Takver · 14/05/2011 16:36

"Reception is just a bit like nursery with bells on"

Given that in dd's school they're in the same classroom, with the same teacher/TA, and building on the same foundation stage, that isn't necessarily a wholly unreasonable assumption to make.

Of course its important, and of course no-one is saying that it is in any way right for a child to miss a third of every school year - but I don't think that's what is being talked about in the OP, and it is certainly very different from the odd day in the very early stages.

mrz · 14/05/2011 16:41

unless you realise that they have different teacher directed lessons Hmm

Takver · 14/05/2011 16:46

Clearly it is different, in the same way that reception is different from year 1, and year 1 from year 2 - but it seems to me that both are important, and that year R builds on the nursery year, as year 1 builds on reception . . .

Anyway, I'm glad that dd's school took the line that they were happy for children to make the transition to full time school at a more gentle pace, it seems that they are not the norm!

bigbumum · 14/05/2011 16:48

are you going to do that every time your child is tired over coming years?

Its probabbly ok if its just very very occasional, but not frequent.
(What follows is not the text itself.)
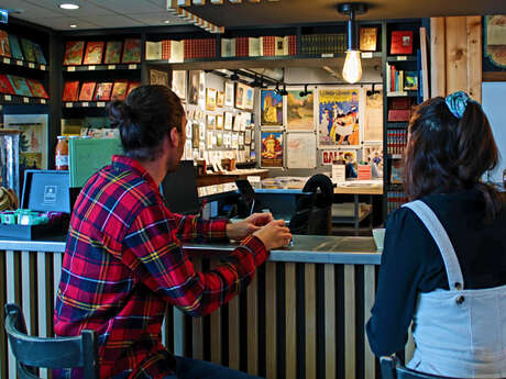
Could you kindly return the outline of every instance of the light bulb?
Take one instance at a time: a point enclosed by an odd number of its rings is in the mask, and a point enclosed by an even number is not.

Agree about them bieng very little at 4, my ds was only 4 in the July when he started school, was frequently tired as he didnt sleep through the night till he was 5, but i still sent him every day poor love. It never occurred to me to keep him off for being tired tbh, ill yes, but tired, no.

confuddledDOTcom · 14/05/2011 16:49

My stepson missed most of reception due to his health (several heart ops that year) and now in secondary school he is still having help to catch up, his reading is dyslexic (even though he is not) because the foundation that reception plays to reading is so vital. I am constantly reminding my daughter that she needs to keep practising what she learns in reception and how important it is because her brother is still struggling.

Please don't think reception is just for fun.

My daughter's attendance isn't brilliant, but her health has got in the way. I'd love to send her more often, I have even had to lie to her because I know she's not well enough to go in but she wants to. I have to just keep pushing the homework, words and reading so that she's not falling behind.

Interesting the difference between this thread and the similar one in AIBU.

AdelaofBlois · 14/05/2011 16:51

Whatever you think about what constitutes teaching in Early Years, the point is that the OP should talk to the school. It increasingly strikes me as bizarre that she ends with two questions-the obvious 'expert' to consult on each being not MNers but a Reception teacher who knows her child.

Whether or not this decision was right I cannot say because it's judging an individual circumstance by crude analogies, but the process of making decisions in totally avoidable ignorance is never a good idea. Above all, surely if the OP sends her child to school regularly when she needn't (since he is 4 and she was able to provide childcare), then she wants her DS in school and coping with understandable tiredness, and that is the solution to be aimed for, not having periodically to withdraw him?